Eine Tendenz, diese Verbindung zwischen Mensch und Tier wiederherzustellen, entwickelte sich u. a. durch die Achtung vor anderen Lebewesen durch Franz von Assisi, Arthur Schopenhauer, Albert Schweitzer und heutzutage u. a. durch Peter Wohlleben. So entdecken die modernen WissenschaftlerInnen, z. B. in der Psychologie und der Verhaltens- und Hirnforschung, zunehmend Zusammenhänge und Verbindungen, die auf eine tiefe Gemeinschaft mit den Tieren hindeuten (Greiffenhagen / Buck-Werner 2007). Nach Paul Shepard (1993) ist das Halten von Tieren Ausdruck einer Sehnsucht nach Natur und Kompensation für etwas, dass die Menschen stark vermissen (Glaser 2010). Der tiergestützten Arbeit liegen Erklärungsansätze zugrunde, welche die Bezogenheit der Menschen zu Tieren erläutern.

2.3Erklärungsansätze

Du-Evidenz

„Die Du-Evidenz bedeutet, dass einem Lebewesen ein zunächst beliebiges anderes Lebewesen durch intensive Begegnung zum individuellen, unverwechselbaren und insofern auch unersetzlichen Partner wird“ (Teutsch 1987, 26).
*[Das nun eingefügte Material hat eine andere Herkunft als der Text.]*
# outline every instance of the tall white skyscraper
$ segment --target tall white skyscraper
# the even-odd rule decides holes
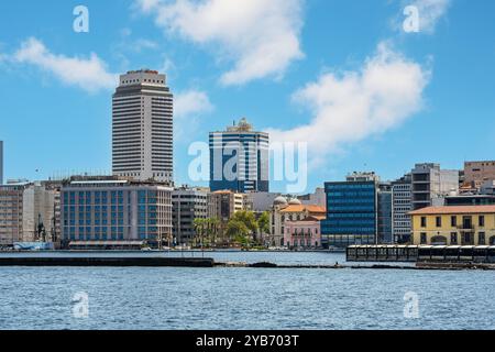
[[[0,141],[0,185],[3,184],[3,141]]]
[[[113,175],[173,180],[173,99],[166,76],[158,72],[120,76],[112,107]]]

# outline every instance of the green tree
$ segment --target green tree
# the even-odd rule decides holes
[[[270,211],[265,211],[260,216],[257,228],[260,229],[261,239],[263,239],[264,234],[270,234]],[[261,239],[258,242],[261,242]]]
[[[195,243],[196,246],[198,245],[198,240],[200,241],[200,243],[204,243],[204,237],[206,234],[206,227],[207,227],[207,221],[206,219],[201,219],[201,218],[196,218],[193,221],[194,228],[195,228],[195,232],[196,232],[196,237],[195,237]]]
[[[220,220],[217,218],[210,218],[208,219],[208,224],[209,224],[209,232],[210,232],[210,238],[211,238],[211,243],[213,244],[213,246],[217,246],[217,241],[218,241],[218,233],[220,230]]]
[[[227,235],[230,240],[241,243],[241,244],[248,244],[249,240],[248,237],[250,234],[250,229],[245,226],[244,222],[231,219],[227,224]]]
[[[241,210],[233,215],[232,220],[240,221],[249,229],[251,233],[257,231],[257,221],[254,212],[248,210]]]

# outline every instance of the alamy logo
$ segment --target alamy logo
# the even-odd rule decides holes
[[[270,146],[266,147],[258,147],[256,143],[222,144],[221,140],[216,143],[221,146],[213,148],[211,153],[208,143],[190,144],[188,154],[194,158],[189,163],[188,176],[191,182],[208,182],[210,176],[211,180],[228,182],[242,182],[249,177],[268,180],[272,176],[274,182],[285,182],[286,191],[289,194],[306,191],[308,185],[307,143],[270,143]],[[258,165],[253,160],[256,160]],[[211,175],[210,163],[212,165]],[[268,165],[273,166],[271,167],[272,175],[270,175]],[[260,175],[257,175],[258,173]]]
[[[404,9],[406,20],[403,23],[404,32],[418,33],[419,32],[419,9],[415,6],[408,6]]]
[[[76,15],[73,29],[76,33],[89,32],[89,10],[85,6],[77,6],[74,8],[73,14]]]

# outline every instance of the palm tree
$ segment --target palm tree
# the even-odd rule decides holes
[[[196,245],[198,244],[198,237],[199,237],[199,239],[201,240],[201,246],[202,246],[202,237],[205,235],[206,219],[196,218],[193,221],[193,223],[194,223],[195,232],[196,232],[195,243],[196,243]]]

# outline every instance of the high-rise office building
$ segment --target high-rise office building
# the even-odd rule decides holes
[[[208,217],[208,190],[180,187],[172,193],[172,224],[176,244],[191,244],[195,220]]]
[[[58,195],[41,183],[0,186],[0,245],[56,241]]]
[[[268,191],[270,138],[242,119],[210,133],[210,188],[238,193]]]
[[[495,161],[465,162],[464,183],[480,188],[483,183],[495,179]]]
[[[393,233],[394,241],[397,243],[406,243],[410,240],[409,211],[413,210],[411,187],[410,174],[392,183],[392,198],[394,204]]]
[[[394,243],[393,235],[393,218],[394,218],[394,206],[392,196],[392,184],[391,183],[380,183],[378,185],[378,207],[377,207],[377,218],[378,218],[378,243],[392,244]]]
[[[411,170],[413,210],[443,202],[443,197],[459,191],[459,170],[440,169],[439,164],[416,164]]]
[[[172,182],[173,130],[166,76],[148,69],[120,76],[112,107],[113,175]]]
[[[3,141],[0,141],[0,185],[3,185]]]
[[[125,179],[73,179],[61,195],[64,246],[172,244],[172,188]]]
Du-Evidenz bezeichnet die Tatsache, dass Menschen und höhere Tiere miteinander Beziehungen knüpfen können, die denen von Menschen untereinander und denen von Tieren untereinander ähnlich sind. Die Initiative zum Beziehungsaufbau geht meist vom Menschen aus, es gibt aber auch Fälle, in denen sich Tiere Menschen als Du-Genossen auswählen (Greiffenhagen / Buck-Werner 2007). Die Du-Evidenz ist sowohl gegenseitig wie auch einseitig möglich und setzt keine rational verarbeitete Wahrnehmung des anderen voraus, sondern beruht auf Erleben und Emotionen, also Möglichkeiten und Fähigkeiten, die schon beim Kleinkind und Säugetier gegeben sind (Teutsch 1987).

„Das Tier wird als Gegenüber gesehen, dem personale Qualitäten zugeschrieben werden. Es wird also als Person erlebt, als adäquater Partner für soziale und emotionale Beziehungen angesehen“ (Saumweber 2009, 89).